On Fri, 01 Aug 2008 07:31:51 -0700, Andrew <an****@yahoo.comwrote:
[...]
What I'd do in Delphi is create the Diagram control first from a TPanel
control. I would then write the Activity controls from TComponents. In
the
constructor for the Activity controls I would check and see if the
partent
was a Diagram control. If it was not, I would display a message then
have
the Activity control commit suiside.
I'm just not sure when the parent is assigned if C# and if the
constructor
is the best place to check the parent class in C#.
I question the wisdom of designing the control so that it may only have
some specific type of control as its parent. IMHO, it's much better to
define some specific set of functionality that the parent is required to
have and check for that as needed.
That said, in .NET, the control's parent is not known during construction,
and in fact the parent can change over time (that is, some code could
specifically move the control).
The most appropriate place to check for some qualification of the
control's parent would be in the OnParentChanged() method.
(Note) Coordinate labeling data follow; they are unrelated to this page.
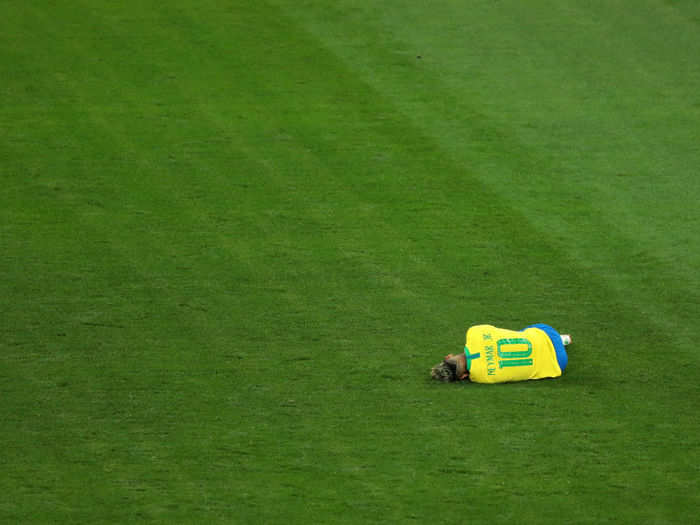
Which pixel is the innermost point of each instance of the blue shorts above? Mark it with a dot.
(562, 358)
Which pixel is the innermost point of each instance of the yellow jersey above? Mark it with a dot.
(496, 355)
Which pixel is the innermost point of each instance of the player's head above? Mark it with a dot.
(445, 372)
(451, 369)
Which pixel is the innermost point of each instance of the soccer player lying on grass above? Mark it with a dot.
(496, 355)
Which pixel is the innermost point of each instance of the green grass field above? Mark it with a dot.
(235, 236)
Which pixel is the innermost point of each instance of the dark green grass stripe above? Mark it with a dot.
(503, 154)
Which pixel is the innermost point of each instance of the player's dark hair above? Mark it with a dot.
(445, 372)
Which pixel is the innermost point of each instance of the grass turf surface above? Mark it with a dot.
(235, 238)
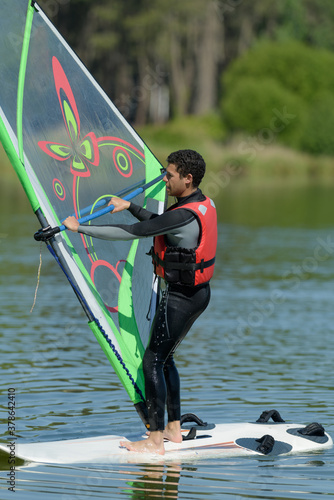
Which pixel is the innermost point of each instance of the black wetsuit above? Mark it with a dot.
(179, 307)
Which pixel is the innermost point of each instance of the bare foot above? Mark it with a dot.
(153, 444)
(172, 432)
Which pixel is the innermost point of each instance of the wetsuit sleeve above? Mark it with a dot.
(167, 223)
(141, 213)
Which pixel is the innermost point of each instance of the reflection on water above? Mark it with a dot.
(268, 343)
Override that,
and respond in whatever way is appropriate for your code if the new parent
isn't qualified. IMHO, all you really should do is throw an exception
(e.g. InvalidOperationException), but I suppose you could actually have
the control remove itself from the new parent and dispose itself (but
there's not really a good way for the control to inform its parent,
especially a parent that wasn't the right parent, to be aware of this...so
I'd really recommend against it).
This is all just for completeness. I want to design a set of controls I
can
use over and over again and pass on to others in our group.
Personally, I'd avoid trying to enforce a specific parent. But if you
really insist, hopefully the above would be helpful information.